In these experiments, the tolerance was set to τ = 2 [l/min] as before. In this respect, the dataset includes 1383 breaths with AutoPEEP and 615 breaths with NON-AutoPEEP. The dataset is somehow unbalanced with the presence of AutoPEEP in 69% of the cases. For the proposed detectors, level γ was set to 0.01 as usual. Figure 7 presents a typical case with the regression at end-expiration and the corresponding detection. It can be seen that the detection algorithm can precisely reveal the true label for all the breaths.
Detection performance with flow data from patients
Measure | Single-breath SNT-based detector | Sequential SNT-based detector |
---|---|---|
Accuracy | 93.09% | 93.09% |
Precision | 99.44% | 99.37% |
Recall | 90.53% | 90.60% |
Specificity | 98.86% | 98.70% |
Conclusion
To the best of our knowledge, this is the first work on the automatic detection of AutoPEEP for continuous monitoring of the patient-ventilator interface during controlled mechanical ventilation. With the introduction of the waveform vector to aggregate multiple samples into a unique decision, the SNT has been successfully applied to provide a good AutoPEEP detector. Finally, we have extended SNT in a sequential framework, namely Sequential SNT. The resulting sequential AutoPEEP detector has been shown to yield high detection performance. Besides, the proposed algorithms have very low complexity and require very little computational power.
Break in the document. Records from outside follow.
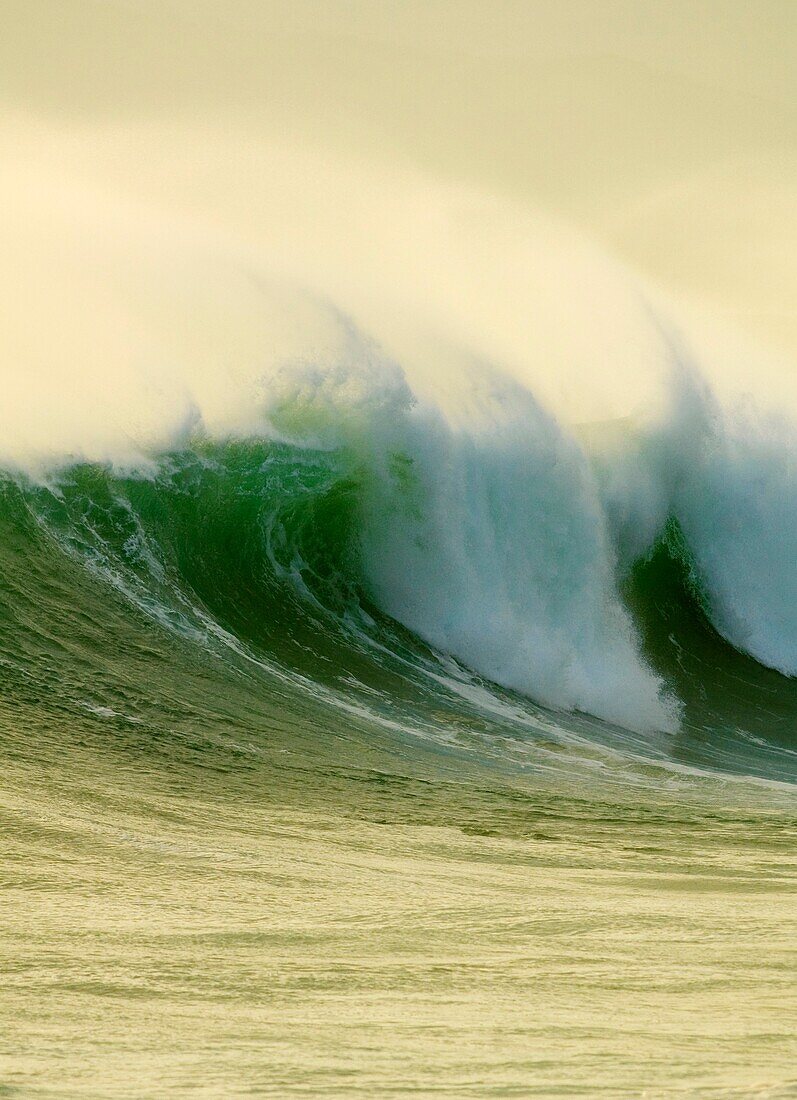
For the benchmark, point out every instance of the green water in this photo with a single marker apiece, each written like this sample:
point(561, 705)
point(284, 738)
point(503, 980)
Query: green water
point(258, 839)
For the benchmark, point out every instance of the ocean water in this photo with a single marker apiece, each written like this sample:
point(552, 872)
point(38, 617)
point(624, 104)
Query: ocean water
point(398, 641)
point(261, 838)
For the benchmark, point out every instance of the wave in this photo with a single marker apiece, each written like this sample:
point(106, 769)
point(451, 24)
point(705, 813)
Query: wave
point(371, 482)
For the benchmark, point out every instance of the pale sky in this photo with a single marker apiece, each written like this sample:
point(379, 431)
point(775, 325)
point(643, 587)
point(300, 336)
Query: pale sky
point(666, 130)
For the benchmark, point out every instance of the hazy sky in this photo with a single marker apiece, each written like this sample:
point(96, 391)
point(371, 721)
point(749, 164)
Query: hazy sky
point(668, 130)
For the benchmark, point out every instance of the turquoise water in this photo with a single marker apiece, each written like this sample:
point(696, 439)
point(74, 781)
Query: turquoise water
point(261, 838)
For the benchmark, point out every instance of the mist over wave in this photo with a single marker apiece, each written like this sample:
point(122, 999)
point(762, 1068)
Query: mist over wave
point(521, 418)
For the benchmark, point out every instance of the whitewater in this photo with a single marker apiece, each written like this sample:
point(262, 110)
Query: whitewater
point(398, 640)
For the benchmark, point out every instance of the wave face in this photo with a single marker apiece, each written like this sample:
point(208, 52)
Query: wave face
point(306, 581)
point(429, 476)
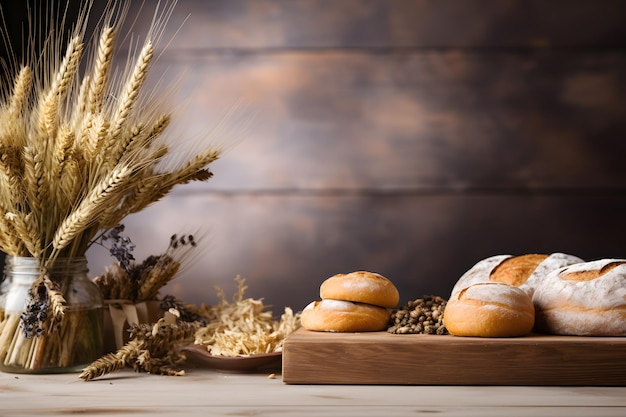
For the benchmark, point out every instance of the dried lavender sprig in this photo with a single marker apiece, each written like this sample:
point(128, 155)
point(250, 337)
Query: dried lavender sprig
point(121, 246)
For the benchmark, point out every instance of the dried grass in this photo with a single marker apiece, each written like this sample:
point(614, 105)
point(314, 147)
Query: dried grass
point(81, 147)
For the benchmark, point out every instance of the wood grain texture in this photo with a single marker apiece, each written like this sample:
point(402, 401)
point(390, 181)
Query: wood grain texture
point(285, 245)
point(414, 121)
point(383, 358)
point(205, 392)
point(277, 24)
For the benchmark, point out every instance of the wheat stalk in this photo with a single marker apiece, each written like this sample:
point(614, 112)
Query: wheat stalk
point(102, 68)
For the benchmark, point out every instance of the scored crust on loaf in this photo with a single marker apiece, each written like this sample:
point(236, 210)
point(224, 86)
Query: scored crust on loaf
point(523, 271)
point(586, 299)
point(478, 273)
point(517, 269)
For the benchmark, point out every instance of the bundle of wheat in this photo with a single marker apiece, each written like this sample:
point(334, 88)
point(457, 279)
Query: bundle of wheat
point(82, 146)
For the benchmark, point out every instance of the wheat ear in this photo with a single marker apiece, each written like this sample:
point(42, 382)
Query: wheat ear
point(130, 94)
point(21, 90)
point(87, 210)
point(60, 86)
point(27, 231)
point(113, 361)
point(10, 178)
point(101, 70)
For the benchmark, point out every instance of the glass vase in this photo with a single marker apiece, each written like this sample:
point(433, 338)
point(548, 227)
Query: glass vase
point(68, 347)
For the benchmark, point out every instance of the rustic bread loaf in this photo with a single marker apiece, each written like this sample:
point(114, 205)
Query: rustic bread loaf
point(491, 309)
point(584, 299)
point(524, 271)
point(344, 316)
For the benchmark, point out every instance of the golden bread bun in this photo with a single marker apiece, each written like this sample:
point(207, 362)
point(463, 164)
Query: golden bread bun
point(524, 271)
point(344, 316)
point(361, 287)
point(490, 310)
point(585, 299)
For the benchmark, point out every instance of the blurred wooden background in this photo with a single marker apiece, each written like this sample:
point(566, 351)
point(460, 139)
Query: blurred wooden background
point(410, 138)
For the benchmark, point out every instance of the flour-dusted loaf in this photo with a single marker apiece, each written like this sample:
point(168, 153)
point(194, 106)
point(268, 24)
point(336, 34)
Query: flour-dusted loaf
point(584, 299)
point(524, 271)
point(490, 309)
point(344, 316)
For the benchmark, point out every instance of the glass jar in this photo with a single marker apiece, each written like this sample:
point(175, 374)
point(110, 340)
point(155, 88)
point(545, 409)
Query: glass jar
point(69, 347)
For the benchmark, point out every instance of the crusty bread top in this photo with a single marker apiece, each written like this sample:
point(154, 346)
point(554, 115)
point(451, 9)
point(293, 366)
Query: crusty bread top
point(361, 287)
point(526, 270)
point(496, 294)
point(516, 269)
point(599, 284)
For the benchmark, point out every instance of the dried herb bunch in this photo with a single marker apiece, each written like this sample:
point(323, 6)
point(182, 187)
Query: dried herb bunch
point(138, 282)
point(153, 348)
point(82, 144)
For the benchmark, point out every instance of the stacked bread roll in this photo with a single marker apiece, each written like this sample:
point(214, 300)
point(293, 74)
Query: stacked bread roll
point(495, 297)
point(354, 302)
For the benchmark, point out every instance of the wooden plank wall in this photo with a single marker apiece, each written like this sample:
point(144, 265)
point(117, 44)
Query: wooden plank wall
point(411, 138)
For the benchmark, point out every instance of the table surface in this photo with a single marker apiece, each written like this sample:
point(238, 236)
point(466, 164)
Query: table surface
point(203, 392)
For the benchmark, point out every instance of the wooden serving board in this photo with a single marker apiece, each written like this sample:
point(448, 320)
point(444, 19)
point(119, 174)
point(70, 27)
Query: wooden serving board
point(415, 359)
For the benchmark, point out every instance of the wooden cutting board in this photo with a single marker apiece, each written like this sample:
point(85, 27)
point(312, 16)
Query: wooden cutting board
point(415, 359)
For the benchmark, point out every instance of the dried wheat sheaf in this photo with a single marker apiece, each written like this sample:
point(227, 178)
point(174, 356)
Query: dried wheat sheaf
point(81, 144)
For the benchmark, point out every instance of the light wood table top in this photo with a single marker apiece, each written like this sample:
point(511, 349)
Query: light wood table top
point(205, 392)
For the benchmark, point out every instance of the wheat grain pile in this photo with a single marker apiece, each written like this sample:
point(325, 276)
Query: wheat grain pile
point(244, 327)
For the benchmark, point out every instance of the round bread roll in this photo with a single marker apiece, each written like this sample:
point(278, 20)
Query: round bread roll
point(524, 271)
point(344, 316)
point(491, 309)
point(585, 299)
point(361, 287)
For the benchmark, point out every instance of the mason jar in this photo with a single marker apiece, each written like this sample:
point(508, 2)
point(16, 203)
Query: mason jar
point(28, 344)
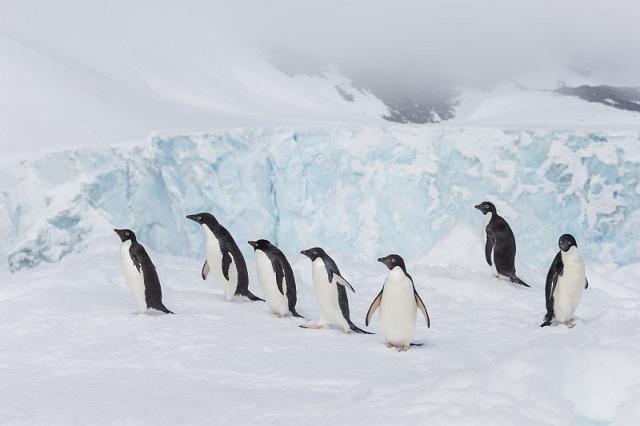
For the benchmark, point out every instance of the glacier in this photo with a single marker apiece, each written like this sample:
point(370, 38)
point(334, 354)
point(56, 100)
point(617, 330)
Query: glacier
point(366, 191)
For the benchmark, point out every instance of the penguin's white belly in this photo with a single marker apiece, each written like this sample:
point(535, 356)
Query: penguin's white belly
point(398, 309)
point(327, 296)
point(134, 278)
point(276, 301)
point(568, 290)
point(214, 257)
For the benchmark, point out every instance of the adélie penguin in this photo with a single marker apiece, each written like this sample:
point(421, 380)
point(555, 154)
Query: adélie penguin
point(140, 272)
point(398, 302)
point(500, 244)
point(276, 278)
point(331, 292)
point(224, 258)
point(566, 281)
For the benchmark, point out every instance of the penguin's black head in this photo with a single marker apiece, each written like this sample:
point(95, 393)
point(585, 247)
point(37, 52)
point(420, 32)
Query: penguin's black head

The platform can then be deployed as a real-time functional block.
Although the algorithm is proposed for the detection of AutoPEEP during controlled mechanical ventilation, it could be extended to assisted mechanical ventilation and pressure support ventilation since the algorithm investigates the expiratory part of the flow curve, which mainly depends on characteristics of the patient rather than on the ventilatory settings and mode of ventilation. The platform may also be extended to the detection of other types of ventilatory abnormalities that are deviations of the observed signal from some reference. In this respect, other signals such as pressure and volume curves could also be taken into account.
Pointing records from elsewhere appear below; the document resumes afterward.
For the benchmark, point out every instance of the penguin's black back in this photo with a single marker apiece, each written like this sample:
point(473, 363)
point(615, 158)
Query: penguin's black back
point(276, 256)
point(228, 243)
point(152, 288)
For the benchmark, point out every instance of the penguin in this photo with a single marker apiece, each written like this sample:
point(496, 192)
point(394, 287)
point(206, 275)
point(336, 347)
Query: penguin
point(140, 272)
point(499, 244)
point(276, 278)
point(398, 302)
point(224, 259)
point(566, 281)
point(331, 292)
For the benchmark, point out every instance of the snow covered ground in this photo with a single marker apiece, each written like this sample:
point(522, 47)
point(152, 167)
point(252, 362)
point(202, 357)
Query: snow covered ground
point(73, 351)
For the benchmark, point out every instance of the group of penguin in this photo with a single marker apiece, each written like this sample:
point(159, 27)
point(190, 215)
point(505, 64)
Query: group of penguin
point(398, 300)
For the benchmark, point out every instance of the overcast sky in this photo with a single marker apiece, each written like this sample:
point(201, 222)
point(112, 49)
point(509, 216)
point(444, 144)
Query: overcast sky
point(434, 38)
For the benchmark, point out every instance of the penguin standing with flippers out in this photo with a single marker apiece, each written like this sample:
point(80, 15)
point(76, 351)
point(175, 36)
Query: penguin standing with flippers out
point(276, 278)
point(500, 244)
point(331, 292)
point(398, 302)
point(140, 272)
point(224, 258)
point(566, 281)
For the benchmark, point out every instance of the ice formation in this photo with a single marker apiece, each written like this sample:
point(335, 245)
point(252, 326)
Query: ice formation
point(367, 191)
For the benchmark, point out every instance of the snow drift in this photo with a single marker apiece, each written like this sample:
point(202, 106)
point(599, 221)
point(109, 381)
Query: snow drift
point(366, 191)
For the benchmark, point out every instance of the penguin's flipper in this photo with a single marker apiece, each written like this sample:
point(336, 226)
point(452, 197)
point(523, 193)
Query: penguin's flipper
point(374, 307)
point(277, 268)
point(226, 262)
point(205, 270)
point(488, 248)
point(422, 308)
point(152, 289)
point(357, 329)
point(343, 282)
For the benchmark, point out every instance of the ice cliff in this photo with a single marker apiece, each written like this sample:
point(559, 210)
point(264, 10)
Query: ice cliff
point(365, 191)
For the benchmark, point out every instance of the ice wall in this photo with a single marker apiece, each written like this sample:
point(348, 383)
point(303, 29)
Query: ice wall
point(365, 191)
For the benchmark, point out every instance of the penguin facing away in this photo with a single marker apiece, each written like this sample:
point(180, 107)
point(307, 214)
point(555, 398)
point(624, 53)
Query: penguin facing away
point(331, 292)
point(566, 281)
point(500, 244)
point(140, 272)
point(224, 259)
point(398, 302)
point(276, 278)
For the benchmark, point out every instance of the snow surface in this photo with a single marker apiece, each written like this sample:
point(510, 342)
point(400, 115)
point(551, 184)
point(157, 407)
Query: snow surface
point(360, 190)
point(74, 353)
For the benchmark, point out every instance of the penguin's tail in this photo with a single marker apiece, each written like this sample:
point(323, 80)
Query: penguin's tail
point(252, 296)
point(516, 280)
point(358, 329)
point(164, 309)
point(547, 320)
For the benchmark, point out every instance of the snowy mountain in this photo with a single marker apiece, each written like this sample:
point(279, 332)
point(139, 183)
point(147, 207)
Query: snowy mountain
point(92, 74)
For the present work, by using the retrospective data files with a double-blinded and dual expert analysis, we were able to assess whether the system automatic analysis was concordant with that of the experts. In the next validation step, continuous and prospective recordings of the curves will be carried out to get better insight into cases where any disagreement between the proposed system and the therapist might occur. Furthermore, it is also worth performing a semi-closed-loop analysis, in which the therapist supervises, validates the decisions yielded by the proposed platform and adjusts the ventilatory parameters to correct any possible abnormality.
The deviation detection approach proposed in this paper is very general and could be used in many other applications, including fault detection and structural health monitoring. A theoretical general approach in Sequential SNT should also be investigated.
Declarations
Acknowledgements
The authors are very grateful to François Lellouche, Département de médecine - Institut universitaire de cardiologie et de pneumologie de Québec - Université Laval, Québec, Canada for his help while collecting data and for his valuable remarks without which this work might have never been done.